C’est dans cette atmosphère de violence latente qu’intervient la mort de George Flyod, des mains d’un policier qui avait été mis en cause pour son comportement dix-huit fois. Les émeutes qui secouent l’Amérique ne sont pas seulement la conséquence de cet événement qui apparaît plutôt comme la dernière goutte qui a fait déborder la vase de la violence systémique. En 2013, la mort de l’adolescent Trayvon Martin en Floride avait abouti à la naissance du mouvement « Black Lives Matter ».

Manifestation à Seattle, Washington, le 30 mai 2020. Jason Redmond/AFP

Depuis, plusieurs hommes noirs ont été tués par la police dans des circonstances similaires, par exemple Walter Scott en Caroline du Sud en 2015 et Alton Sterling en Louisiane en 2016, sans parler des bavures judiciaires qui envoient régulièrement à tort des hommes noirs dans le couloir de la mort.

La trahison des valeurs américaines

Ceux qui sont outrés par le sort de George Floyd seront peut-être taxés de « laxisme idéologique » puisque la victime avait passé cinq ans en prison pour vol avec violence et essayait de faire passer un faux billet de 20$ pour un vrai. Mais qu’il soit ou non un délinquant, il va de soi que George Floyd ne devait pas mourir sans procès équitable.
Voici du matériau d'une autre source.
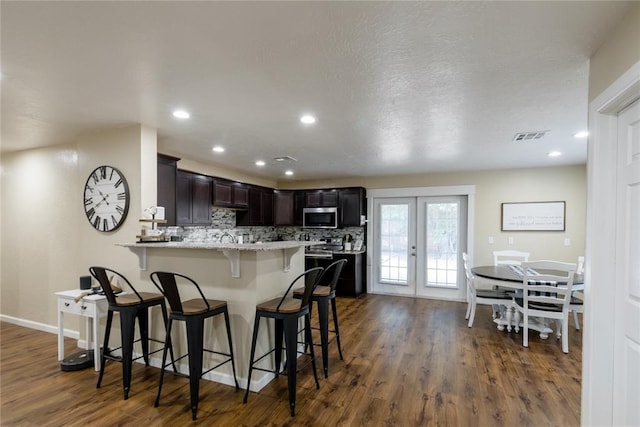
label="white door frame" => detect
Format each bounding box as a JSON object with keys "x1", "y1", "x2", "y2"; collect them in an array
[
  {"x1": 581, "y1": 61, "x2": 640, "y2": 425},
  {"x1": 367, "y1": 185, "x2": 476, "y2": 298}
]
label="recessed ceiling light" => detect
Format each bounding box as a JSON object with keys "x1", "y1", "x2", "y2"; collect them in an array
[
  {"x1": 173, "y1": 110, "x2": 191, "y2": 119},
  {"x1": 300, "y1": 114, "x2": 316, "y2": 125}
]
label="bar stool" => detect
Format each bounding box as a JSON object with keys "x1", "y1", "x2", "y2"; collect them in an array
[
  {"x1": 243, "y1": 267, "x2": 323, "y2": 417},
  {"x1": 89, "y1": 266, "x2": 176, "y2": 400},
  {"x1": 293, "y1": 259, "x2": 347, "y2": 378},
  {"x1": 150, "y1": 271, "x2": 238, "y2": 420}
]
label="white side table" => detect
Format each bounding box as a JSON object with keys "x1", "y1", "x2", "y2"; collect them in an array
[{"x1": 56, "y1": 289, "x2": 109, "y2": 371}]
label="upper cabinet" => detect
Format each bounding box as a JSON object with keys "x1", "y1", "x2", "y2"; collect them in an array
[
  {"x1": 338, "y1": 187, "x2": 366, "y2": 227},
  {"x1": 213, "y1": 178, "x2": 249, "y2": 209},
  {"x1": 304, "y1": 190, "x2": 338, "y2": 208},
  {"x1": 176, "y1": 170, "x2": 212, "y2": 225},
  {"x1": 236, "y1": 185, "x2": 274, "y2": 225},
  {"x1": 156, "y1": 154, "x2": 180, "y2": 225}
]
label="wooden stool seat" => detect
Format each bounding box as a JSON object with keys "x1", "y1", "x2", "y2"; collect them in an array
[
  {"x1": 182, "y1": 299, "x2": 227, "y2": 316},
  {"x1": 256, "y1": 298, "x2": 302, "y2": 313}
]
Dès 1896, le juge Harlan avait affirmé que la Constitution ne prête pas attention à la couleur de la peau. Lors de l’examen de l’affaire Furman v Georgia (1972), l’avocat de l’accusé, Anthony Amsterdam, avait souligné le fait que les accusés noirs étaient plus souvent condamnés à mort que les accusés blancs.
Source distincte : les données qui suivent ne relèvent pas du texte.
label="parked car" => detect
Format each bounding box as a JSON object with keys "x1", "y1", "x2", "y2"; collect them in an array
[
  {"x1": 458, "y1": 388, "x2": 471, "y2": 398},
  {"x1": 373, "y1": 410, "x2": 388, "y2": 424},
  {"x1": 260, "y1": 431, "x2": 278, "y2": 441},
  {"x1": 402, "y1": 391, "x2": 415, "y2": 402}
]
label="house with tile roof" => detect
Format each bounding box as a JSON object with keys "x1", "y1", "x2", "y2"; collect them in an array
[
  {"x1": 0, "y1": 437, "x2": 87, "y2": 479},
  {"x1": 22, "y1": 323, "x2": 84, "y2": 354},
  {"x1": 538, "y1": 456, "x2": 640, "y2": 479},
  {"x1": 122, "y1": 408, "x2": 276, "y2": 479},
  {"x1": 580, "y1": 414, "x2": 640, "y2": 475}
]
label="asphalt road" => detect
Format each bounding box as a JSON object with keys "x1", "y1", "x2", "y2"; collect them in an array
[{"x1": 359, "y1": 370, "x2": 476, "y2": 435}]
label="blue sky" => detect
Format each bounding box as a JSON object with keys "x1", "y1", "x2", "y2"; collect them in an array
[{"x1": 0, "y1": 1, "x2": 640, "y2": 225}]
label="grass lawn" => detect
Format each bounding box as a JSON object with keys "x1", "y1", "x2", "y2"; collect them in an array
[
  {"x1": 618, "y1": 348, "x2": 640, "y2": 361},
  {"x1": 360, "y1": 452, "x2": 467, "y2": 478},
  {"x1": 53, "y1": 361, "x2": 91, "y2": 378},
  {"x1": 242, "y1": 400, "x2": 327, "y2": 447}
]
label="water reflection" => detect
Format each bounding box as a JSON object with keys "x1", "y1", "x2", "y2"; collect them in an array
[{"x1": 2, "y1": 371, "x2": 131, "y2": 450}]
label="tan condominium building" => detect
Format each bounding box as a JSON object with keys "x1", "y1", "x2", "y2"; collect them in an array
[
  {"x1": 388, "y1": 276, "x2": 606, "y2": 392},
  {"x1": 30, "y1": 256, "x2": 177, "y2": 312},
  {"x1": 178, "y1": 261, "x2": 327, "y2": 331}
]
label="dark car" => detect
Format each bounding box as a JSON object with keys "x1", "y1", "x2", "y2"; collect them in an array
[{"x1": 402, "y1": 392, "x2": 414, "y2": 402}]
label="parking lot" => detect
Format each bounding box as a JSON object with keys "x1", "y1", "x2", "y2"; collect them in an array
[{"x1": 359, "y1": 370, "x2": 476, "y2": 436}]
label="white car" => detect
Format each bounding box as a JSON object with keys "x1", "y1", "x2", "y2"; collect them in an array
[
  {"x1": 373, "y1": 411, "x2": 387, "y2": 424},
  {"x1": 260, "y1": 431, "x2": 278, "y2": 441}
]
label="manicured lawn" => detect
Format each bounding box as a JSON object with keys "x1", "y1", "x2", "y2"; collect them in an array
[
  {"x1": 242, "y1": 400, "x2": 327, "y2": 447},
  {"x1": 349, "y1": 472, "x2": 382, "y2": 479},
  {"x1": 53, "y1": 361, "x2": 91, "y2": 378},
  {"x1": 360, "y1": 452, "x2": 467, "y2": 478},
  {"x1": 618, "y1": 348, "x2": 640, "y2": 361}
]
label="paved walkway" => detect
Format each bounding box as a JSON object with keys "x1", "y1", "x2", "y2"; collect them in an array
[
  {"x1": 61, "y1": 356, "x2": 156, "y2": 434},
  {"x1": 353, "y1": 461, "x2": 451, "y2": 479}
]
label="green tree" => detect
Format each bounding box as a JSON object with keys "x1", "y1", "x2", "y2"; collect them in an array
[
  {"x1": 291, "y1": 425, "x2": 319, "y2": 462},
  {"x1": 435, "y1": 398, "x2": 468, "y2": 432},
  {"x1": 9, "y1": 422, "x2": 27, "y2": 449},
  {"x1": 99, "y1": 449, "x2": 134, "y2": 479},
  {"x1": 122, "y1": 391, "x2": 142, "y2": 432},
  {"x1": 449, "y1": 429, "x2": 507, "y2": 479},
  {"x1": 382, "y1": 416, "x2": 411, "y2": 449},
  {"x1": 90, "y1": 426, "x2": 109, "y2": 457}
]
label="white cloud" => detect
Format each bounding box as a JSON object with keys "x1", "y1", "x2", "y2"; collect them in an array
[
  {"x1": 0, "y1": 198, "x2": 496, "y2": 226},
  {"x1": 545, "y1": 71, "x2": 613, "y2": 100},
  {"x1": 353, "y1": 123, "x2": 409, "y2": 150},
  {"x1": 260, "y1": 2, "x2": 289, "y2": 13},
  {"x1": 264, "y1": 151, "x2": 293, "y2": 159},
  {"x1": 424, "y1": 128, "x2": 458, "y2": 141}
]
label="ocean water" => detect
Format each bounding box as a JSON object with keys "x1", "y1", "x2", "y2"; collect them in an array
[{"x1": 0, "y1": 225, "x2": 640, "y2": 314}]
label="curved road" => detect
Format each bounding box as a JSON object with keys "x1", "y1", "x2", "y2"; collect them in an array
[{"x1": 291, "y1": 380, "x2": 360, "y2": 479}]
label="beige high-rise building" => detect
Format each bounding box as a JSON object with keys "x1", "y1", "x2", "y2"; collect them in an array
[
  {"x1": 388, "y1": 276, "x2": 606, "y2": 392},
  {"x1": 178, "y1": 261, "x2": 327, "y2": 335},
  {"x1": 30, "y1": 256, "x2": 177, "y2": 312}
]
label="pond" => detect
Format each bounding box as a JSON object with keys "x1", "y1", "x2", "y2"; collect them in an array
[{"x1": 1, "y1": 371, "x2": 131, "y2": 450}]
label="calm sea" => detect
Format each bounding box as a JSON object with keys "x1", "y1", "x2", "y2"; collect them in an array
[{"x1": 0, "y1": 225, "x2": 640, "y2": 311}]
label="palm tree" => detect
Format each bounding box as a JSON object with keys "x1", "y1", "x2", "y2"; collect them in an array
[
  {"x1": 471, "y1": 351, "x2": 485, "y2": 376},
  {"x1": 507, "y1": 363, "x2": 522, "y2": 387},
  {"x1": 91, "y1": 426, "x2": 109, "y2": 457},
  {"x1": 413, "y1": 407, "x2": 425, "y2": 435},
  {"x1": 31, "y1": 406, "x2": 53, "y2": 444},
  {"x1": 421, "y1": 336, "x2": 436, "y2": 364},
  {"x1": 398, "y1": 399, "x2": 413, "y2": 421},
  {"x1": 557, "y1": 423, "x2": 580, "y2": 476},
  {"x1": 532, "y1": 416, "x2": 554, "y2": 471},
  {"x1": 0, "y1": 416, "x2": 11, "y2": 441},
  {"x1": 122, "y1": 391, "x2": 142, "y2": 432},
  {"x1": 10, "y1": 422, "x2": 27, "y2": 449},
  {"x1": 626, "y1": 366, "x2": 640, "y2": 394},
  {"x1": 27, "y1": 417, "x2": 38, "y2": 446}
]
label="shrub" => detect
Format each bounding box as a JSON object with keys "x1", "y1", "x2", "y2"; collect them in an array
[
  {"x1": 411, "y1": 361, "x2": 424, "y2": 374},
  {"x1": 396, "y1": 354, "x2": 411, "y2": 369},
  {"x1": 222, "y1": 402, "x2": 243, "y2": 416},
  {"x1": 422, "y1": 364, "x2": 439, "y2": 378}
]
Malgré des siècles d’efforts, l’imaginaire populaire perçoit encore largement tout Afro-Américain comme un criminel en puissance. Les candidats à la présidence ne peuvent plus ignorer fait que la mort, la discrimination et le malheur sont en train de transformer le rêve américain en un cauchemar pour une partie de leurs compatriotes. La voix étouffée de George Floyd dit tout haut l’indicible violence qui accable les personnes de couleur.